The United States Centers for Disease Control and Prevention is implementing new requirements for all air travellers to provide proof of a negative COVID antigen or a nucleic acid amplification test within 24 hours prior to departing from the last foreign departure point prior to arriving in the US.  This includes US citizens, vaccinated and unvaccinated. The new requirements take effect at 00:01 EST on Monday, December 6, 2021.  There are no exemptions for those travelling as part of a crew change in the new measures. The International Chamber of Shipping (ICS) and other major transport organizations say that world leaders’ knee-jerk reactions to the Omicron COVID variant are putting transport workers and the global supply chain at greater risk of collapse.

International

Pacific Basin launches Carbon Neutral Voyage Programme

Pacific Basin Shipping Limited has launched its Carbon Neutral Voyage Programme for customers wanting carbon neutral shipping.  Customers are offered the option of voluntarily offsetting voyage emissions from the transportation of their cargoes on Pacific Basin ships.

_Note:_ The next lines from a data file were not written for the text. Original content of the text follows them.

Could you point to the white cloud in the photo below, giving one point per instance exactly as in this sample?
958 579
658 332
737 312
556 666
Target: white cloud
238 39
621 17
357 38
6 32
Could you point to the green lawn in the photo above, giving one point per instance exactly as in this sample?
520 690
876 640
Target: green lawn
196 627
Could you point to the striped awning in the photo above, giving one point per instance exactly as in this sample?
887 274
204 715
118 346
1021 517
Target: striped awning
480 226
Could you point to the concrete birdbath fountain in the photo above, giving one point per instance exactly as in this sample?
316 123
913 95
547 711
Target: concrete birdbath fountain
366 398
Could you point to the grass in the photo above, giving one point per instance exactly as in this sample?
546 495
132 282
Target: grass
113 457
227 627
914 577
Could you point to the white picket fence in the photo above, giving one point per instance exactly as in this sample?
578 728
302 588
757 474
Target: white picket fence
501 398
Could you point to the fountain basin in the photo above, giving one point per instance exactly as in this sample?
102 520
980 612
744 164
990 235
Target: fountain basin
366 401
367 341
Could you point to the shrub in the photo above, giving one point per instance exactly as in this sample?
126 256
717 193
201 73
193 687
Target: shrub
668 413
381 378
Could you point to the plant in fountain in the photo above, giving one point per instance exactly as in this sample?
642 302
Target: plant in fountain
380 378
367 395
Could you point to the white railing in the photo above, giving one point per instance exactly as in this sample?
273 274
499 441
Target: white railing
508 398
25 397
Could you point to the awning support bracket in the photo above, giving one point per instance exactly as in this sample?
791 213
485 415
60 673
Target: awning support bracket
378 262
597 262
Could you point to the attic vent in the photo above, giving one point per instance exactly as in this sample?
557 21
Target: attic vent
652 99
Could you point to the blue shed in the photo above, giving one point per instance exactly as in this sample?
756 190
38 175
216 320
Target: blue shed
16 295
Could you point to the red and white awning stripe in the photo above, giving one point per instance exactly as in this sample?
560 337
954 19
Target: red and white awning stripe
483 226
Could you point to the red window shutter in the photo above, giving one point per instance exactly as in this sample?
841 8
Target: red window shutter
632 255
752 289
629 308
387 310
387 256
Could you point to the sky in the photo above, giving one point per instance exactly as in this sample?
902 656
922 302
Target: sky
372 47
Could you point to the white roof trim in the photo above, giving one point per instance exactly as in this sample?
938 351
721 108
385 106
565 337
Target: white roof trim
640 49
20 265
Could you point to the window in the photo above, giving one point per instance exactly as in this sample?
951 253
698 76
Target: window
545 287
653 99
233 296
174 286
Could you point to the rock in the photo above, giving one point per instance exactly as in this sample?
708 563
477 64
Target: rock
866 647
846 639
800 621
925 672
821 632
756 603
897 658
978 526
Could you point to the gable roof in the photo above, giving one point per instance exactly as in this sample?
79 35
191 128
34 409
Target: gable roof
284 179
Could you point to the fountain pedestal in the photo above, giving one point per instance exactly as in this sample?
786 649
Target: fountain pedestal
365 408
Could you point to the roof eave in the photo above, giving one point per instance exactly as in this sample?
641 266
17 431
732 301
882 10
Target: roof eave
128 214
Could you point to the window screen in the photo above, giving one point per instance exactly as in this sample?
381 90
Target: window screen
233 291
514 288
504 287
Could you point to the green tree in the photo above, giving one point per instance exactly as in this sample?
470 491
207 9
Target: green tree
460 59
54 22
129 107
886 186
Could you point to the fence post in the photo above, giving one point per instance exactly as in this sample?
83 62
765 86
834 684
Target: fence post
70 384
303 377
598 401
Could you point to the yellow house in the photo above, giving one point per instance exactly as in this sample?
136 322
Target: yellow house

To facilitate carbon offsets for both its PB Carbon Neutral Voyage Programme and its global shore-side operations, Pacific Basin has partnered with CLP Innovation Enterprises Limited, a wholly-owned subsidiary of Hong Kong-headquartered power company CLP Holdings Limited (CLP), which is supplying Pacific Basin’s carbon emissions offset programme with independently verified carbon credits derived from CLP’s wind and solar farms in Asia. In December last year, Pacific Basin pledged to offset all carbon emissions from its global shore-side operations starting in 2020, including all office activities, commuting and business and crew travel.

Events

‍‍
Dec 6 - Commodity Supply Chain Table  @ 0930

Dec 7 - WESTAC Fall Forum   

Dec 9 - Marine Spatial Planning South Coast Program Presentation @ 1300
Dec 15 - Two Day Incoterms International Contracts & Shipping Workshop

Dec 15 - COS Board of Governors Lunch

Ship of the Week

photo courtesy of: Oystein Mathisen of Frontier Shipping, Lafayette, CA

Dec 3 - Koasek

One of two new CSL Group's self-unloading ships, MV Koasek, can be seen regularly trading on the West Coast.  Delivered on August 30, 2021, the vessel operates in the CSL Americas fleet as part of the CSL International pool along with its new sister-ship, CSL Kajika.  The 77,250 DWT vessels were converted at COSCO Nantog Shipyard.

Both CSL Kajika and CSL Koasek are the result of an innovative conversion project that saw the transformation of these two former Kamsarmax bulk carriers into modern, gravity-fed self-unloaders. Each vessel is 225.30 metres in length, 32.26 in breadth, with a boom length of 80 metres.

The two ships represent CSL's continued investment in supporting its customers with modern, fuel-efficient and high-performing sustainable assets that meet their evolving needs and regulatory requirements.